The present study investigated whether changes in
thyroid hormone (TH) signalling can occur after acute
myocardial infarction (AMI) with possible physiological consequences on myocardial performance. TH may regulate several genes encoding important structural and regulatory
proteins particularly through the TR alpha 1 receptor which is predominant in the myocardium. AMI was induced in rats by ligating the left coronary artery while
sham-operated animals served as controls. This resulted in impaired cardiac function in AMI animals after 2 and 13 weeks accompanied by a shift in
myosin isoforms expression towards a fetal phenotype in the non-infarcted area.

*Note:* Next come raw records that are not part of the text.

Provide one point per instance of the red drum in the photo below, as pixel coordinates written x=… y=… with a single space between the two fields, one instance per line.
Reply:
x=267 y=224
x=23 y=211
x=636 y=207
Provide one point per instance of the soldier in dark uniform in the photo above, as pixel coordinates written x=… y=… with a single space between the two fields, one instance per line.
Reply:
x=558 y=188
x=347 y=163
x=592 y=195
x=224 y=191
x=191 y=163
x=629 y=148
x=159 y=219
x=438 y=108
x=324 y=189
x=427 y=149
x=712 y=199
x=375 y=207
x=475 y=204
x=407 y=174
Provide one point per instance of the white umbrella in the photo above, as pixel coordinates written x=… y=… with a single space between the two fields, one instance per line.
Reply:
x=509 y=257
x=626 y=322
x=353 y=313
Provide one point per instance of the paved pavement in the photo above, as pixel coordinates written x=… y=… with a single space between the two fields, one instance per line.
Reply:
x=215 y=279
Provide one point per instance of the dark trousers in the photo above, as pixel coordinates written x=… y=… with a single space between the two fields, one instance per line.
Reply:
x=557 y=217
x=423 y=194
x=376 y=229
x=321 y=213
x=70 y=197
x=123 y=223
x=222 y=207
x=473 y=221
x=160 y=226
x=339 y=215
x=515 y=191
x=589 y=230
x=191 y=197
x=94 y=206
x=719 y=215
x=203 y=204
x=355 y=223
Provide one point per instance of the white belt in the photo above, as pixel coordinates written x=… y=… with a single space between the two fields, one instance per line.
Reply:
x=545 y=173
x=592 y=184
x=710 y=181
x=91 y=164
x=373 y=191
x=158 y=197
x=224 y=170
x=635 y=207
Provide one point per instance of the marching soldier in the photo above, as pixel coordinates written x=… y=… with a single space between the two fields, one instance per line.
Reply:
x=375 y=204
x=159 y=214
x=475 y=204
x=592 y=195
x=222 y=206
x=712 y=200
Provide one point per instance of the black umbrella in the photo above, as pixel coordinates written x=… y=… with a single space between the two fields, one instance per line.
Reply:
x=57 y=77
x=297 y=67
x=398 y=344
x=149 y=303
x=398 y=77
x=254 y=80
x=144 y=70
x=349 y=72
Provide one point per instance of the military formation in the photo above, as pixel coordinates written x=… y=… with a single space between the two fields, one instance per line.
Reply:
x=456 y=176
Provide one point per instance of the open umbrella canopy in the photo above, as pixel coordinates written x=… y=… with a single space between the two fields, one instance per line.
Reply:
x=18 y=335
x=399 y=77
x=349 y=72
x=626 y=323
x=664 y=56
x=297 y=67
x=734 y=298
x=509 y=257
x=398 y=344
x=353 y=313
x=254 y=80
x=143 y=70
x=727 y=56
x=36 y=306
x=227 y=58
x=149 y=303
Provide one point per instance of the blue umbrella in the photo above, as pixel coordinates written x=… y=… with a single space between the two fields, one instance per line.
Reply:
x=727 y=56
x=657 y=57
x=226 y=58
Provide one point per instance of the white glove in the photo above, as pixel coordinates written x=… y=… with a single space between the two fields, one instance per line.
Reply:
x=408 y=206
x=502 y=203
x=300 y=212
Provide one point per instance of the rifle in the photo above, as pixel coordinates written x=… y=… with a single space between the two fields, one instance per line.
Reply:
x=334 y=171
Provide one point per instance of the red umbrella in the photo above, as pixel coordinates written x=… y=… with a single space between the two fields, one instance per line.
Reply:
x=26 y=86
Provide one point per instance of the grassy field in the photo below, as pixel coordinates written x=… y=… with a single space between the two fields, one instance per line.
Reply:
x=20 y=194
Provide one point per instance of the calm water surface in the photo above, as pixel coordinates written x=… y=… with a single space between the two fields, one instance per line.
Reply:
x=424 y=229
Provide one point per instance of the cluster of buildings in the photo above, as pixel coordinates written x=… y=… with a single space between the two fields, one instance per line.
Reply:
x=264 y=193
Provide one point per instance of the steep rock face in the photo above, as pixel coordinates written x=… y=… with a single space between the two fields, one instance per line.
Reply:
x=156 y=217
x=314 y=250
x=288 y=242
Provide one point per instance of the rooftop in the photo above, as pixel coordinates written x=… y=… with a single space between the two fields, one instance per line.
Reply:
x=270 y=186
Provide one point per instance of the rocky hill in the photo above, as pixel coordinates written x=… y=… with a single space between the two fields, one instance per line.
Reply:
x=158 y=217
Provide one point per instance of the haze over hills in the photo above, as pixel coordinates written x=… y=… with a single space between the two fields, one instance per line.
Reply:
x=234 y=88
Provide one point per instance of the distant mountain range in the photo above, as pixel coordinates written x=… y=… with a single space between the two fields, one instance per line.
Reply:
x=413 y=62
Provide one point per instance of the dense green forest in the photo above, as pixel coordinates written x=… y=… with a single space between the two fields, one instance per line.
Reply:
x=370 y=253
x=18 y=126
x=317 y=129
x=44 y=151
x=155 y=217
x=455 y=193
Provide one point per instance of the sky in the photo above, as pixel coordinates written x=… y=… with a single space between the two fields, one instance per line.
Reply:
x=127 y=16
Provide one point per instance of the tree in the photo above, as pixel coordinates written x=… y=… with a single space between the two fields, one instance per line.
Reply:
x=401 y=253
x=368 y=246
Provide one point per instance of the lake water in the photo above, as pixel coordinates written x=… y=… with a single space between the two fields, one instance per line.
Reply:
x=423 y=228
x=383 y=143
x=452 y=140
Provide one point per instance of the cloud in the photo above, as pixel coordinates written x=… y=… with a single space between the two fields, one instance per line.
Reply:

Cardiac hypertrophy was evident in AMI hearts after 13 weeks but not at 2 weeks. This response was associated with a differential pattern of TH changes at 2 and 13 weeks; T(3) and T(4) levels in plasma were not changed at 2 weeks but T(3) was significantly lower and T(4) remained unchanged at 13 weeks. A twofold increase in TR alpha 1 expression was observed after 13 weeks in the non-infarcted area, P<0.05 versus
sham operated, while TR alpha 1 expression remained unchanged at 2 weeks. A 2.2-fold decrease in
TR beta 1 expression was found in the non-infarcted area at 13 weeks, P<0.05, while no change in
TR beta 1 expression was seen at 2 weeks. Parallel studies with neonatal cardiomyocytes showed that
phenylephrine (PE) administration resulted in 4.5-fold increase in the expression of TR alpha 1 and 1.6-fold decrease in
TR beta 1 expression versus untreated, P<0.05. In conclusion, cardiac dysfunction which occurs at late stages after AMI is associated with increased expression of TR alpha 1 receptor and lower circulating tri-iodothyronine levels. Thus, apo-TR alpha 1 receptor state may prevail contributing to cardiac fetal phenotype. Furthermore, down-regulation of
TR beta 1 also contributes to fetal phenotypic changes. alpha1-adrenergic signalling is, at least in part, involved in this response.